“What does it take to be world-class?” It's a question I've had put to me – almost always rhetorically – by fellow executives, by self-styled thought-leaders, and by other, less convincingly “world-class” authorities. (At a TDWI conference in Las Vegas recently, a clerk cheerfully described the hotel in which I was staying as “world-class.” Right. Between the house music boom-booming down in the courtyard all night – audible as hell thanks to the single-paned glass in my 12th-floor room! – and the airborne toxic event that was the hotel's ventilation system, I judged her claim ... less than convincing.) It was also recently asked of me by an organization looking to embark on a complete refresh of their decision-making capabilities; this is what really made me engage with the question.

I'm going to approach this question from a different angle, however. Because those of you who know me know that's how I roll. So without further ado, I put it to you: What does it take not to be world-class? [1]

Here's one formulation: You can't ignore the time dimension. You can't decide that you're going to build the best system in the world and take five years to do it and still call what you've done world-class. The two goals aren't just completely incompatible, they're mutually contradictory.

They're yin and yang, matter and anti-matter: Jimmie Dale Gilmore and Eminem.

The time dimension matters. Time isn't just some abstract thing; it's an expression of what it means to live and work and decide – you know, to do business – on an ongoing basis. The time dimension has to do with the decisions you make or don't make today, as well as with the opportunities that exist now that you identify, seize, or just plain miss. It's easy to build a Perfect Data Ecosystem – if you can ignore time.

It's also easy to build a Perfect Data Ecosystem if you can ignore resource constraints, financial constraints, or – most important – human-talent constraints. It's easy to do this, in other words, if you don't live and do business in the real world. In the real world, however, stuff changes continuously.

And what are you doing in the meantime, while your IT thaumaturgists are off building your Perfect Data Ecosystem?

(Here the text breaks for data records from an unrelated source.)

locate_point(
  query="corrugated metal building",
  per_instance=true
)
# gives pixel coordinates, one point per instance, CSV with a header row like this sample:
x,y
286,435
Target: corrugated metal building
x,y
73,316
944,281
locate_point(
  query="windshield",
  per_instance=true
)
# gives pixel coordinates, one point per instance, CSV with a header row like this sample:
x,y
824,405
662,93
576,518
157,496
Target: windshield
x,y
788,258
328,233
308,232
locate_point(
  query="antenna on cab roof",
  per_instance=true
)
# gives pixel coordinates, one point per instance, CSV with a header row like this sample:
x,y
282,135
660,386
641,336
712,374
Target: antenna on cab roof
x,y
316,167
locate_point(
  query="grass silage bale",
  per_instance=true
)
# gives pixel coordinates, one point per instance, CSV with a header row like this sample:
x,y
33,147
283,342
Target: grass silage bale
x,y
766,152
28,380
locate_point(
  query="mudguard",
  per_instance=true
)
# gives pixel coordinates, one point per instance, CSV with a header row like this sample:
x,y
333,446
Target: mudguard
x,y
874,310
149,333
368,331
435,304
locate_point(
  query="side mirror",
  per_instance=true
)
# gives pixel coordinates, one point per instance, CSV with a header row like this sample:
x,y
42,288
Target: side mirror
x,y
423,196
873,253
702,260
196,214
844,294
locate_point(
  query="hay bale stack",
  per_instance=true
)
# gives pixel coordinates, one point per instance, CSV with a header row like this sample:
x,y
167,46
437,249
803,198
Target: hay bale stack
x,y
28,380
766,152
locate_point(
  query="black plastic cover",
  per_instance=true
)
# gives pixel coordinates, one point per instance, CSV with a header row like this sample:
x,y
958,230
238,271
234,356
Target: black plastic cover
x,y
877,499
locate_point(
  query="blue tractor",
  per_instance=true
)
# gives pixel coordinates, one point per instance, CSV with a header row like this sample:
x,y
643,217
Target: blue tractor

How are you making decisions? How are your employees making decisions? Business decision-making doesn't stop because business doesn't stop. Challenges and opportunities don't suddenly cease to appear. And to think that you can bet big on a years-long effort to produce a Perfect Data Ecosystem is to blithely ignore all of this.

To think that anyone can produce a “Perfect” platform of any kind is to be dangerously naive. As you work and make decisions and do business, your requirements for a Perfect Data Ecosystem system will likewise change.

So let's revisit the question. What does it take not to be world-class?

Here's another formulation: You focus too much on speed and too little on quality.

You say, “We'll never get it perfect, let alone right, so let's get it up and running as quickly as possible.” Or – worse still – let's shoot for “Good enough for now.” These words have been like kryptonite to human excellence throughout history. It's easy to build something quickly and to pronounce it “good enough” if you don't have to worry about how long it has to work for, about what different circumstances it has to cater to, or about how to support it if there is a problem. It's especially easy to do this if you don't have to worry about how to make it flexible for the Unknown Future. You know, if you build it thinking that you won't ever have to change it at some point.

Two extremes: On the one hand, you've got formal perfection: the Platonic Ideal of a data integration infrastructure. On the other, you've got corner cutting: a functional solution, designed for current systems, configurations, and conditions, that works in a limited set of circumstances and points in time. These are two opposite extremes.

Being world-class is delivering quickly and sustainably. It's building a system that addresses current needs, but which – as a function of its inherent adaptability and resiliency – can be rapidly (and mostly painlessly) reconfigured to address changing conditions and requirements, too. This isn't a weaselly or milquetoast formulation. It's an issue of maximizing what you can do with respect both to time and to excellence – and making use of a methodology and automation tools to help you do this. The key, as we see it, is intelligent automation. Start by automating the repetitive, time-consuming, thankless stuff. Automate the stuff that requires laborious – and unnecessary – human interventions. When you automate, you gain efficiency, alacrity, and resiliency. When you automate, you abstract your conceptual architecture – your data warehouse, your big data platform, your analytic front-end tools – from the physical instantiation of that architecture. You can use automation tools like WhereScape RED and WhereScape 3D to rapidly build a data warehouse or big data system, or to pretty painlessly move from one data warehouse platform from another, to automatically generate a presentation layer for new and existing analytic tools, and to move data to and from different versions of Hadoop.

Automation is the key to rapidly building resilient systems. It is the key to building right, now. The key to world-class.

[1] Marc Demarest, WhereScape's vice president of corporate development, says that when you put the question this way, it's called “apophatic inquiry.” I had to look that up. It sounds about right, even if I can't pronounce it. It's to define something by what it is not. We've all learned something new.